House debates
Thursday, 6 June 2024
Questions without Notice
International Relations
2:10 pm
Sam Rae (Hawke, Australian Labor Party) Share this | Link to this | Hansard source
My question is to the Deputy Prime Minister. Why is engagement in our region important for a stable and prosperous Indo-Pacific, and how is the Albanese Labor government contributing to this?
Richard Marles (Corio, Australian Labor Party, Minister for Defence) Share this | Link to this | Hansard source
I thank the member for his question. Last weekend, at the Shangri-La Dialogue in Singapore, I met with Lloyd Austin, the United States Secretary of Defense, and I remarked to Lloyd that, in the last two years, of all my counterparts he is easily the one with whom I have met the most. At one level that's unsurprising, given the significance to Australia of America as our ally. But, when you consider that I would be just one of many defence ministers around the world who would make the same observation, it says a lot about America's continuing presence, about the remarkable role which Lloyd Austin is personally playing and about the impressive way in which the Biden administration is managing America's place in the world.
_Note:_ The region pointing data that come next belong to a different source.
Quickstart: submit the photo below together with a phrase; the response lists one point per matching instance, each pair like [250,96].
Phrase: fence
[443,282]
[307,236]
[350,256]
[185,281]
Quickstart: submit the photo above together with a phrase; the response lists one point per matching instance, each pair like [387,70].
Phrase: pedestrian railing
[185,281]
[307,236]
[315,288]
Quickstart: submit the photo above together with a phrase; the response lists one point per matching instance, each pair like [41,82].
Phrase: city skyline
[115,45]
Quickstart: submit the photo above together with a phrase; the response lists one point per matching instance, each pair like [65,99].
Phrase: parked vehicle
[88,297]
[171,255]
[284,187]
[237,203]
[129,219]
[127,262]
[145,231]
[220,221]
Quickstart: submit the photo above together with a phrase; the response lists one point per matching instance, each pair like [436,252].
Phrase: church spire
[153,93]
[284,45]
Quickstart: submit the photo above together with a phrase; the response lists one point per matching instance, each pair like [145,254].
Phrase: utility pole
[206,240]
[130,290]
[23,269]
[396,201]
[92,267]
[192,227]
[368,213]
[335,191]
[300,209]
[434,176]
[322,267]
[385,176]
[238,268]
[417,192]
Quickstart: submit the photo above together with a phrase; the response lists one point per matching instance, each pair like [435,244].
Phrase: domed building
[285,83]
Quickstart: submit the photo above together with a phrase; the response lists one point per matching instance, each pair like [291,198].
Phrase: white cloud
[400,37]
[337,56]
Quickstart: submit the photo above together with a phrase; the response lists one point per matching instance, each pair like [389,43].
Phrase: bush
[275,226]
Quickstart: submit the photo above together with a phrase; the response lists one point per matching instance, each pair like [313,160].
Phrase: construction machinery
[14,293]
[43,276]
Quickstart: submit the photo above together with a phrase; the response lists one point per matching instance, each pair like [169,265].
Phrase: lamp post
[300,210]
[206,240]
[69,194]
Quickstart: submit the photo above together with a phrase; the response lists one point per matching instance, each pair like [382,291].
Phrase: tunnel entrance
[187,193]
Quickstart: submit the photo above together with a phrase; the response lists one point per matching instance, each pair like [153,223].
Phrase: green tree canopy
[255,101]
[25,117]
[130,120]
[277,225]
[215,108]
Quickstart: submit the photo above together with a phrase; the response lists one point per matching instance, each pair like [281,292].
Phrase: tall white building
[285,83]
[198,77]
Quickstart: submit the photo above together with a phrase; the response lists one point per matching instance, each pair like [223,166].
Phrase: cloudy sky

Today we commemorate the 80th anniversary of D-Day, the most momentous day in the entire history of human warfare. On that day, Australians and Americans stood side-by-side, as we have in every conflict since the First World War. In April 1945 we also stood side-by-side as Australia sent a delegation, led by Frank Forde and Doc Evatt, to the peace conference in San Francisco which established the United Nations. Having endured the greatest calamity ever, this meeting—one of the most important meetings of all time—was underpinned by an abiding commitment that, in the future, disputes between nations should be resolved not by reference to might and power but by reference to a set of rules: the global rules based order.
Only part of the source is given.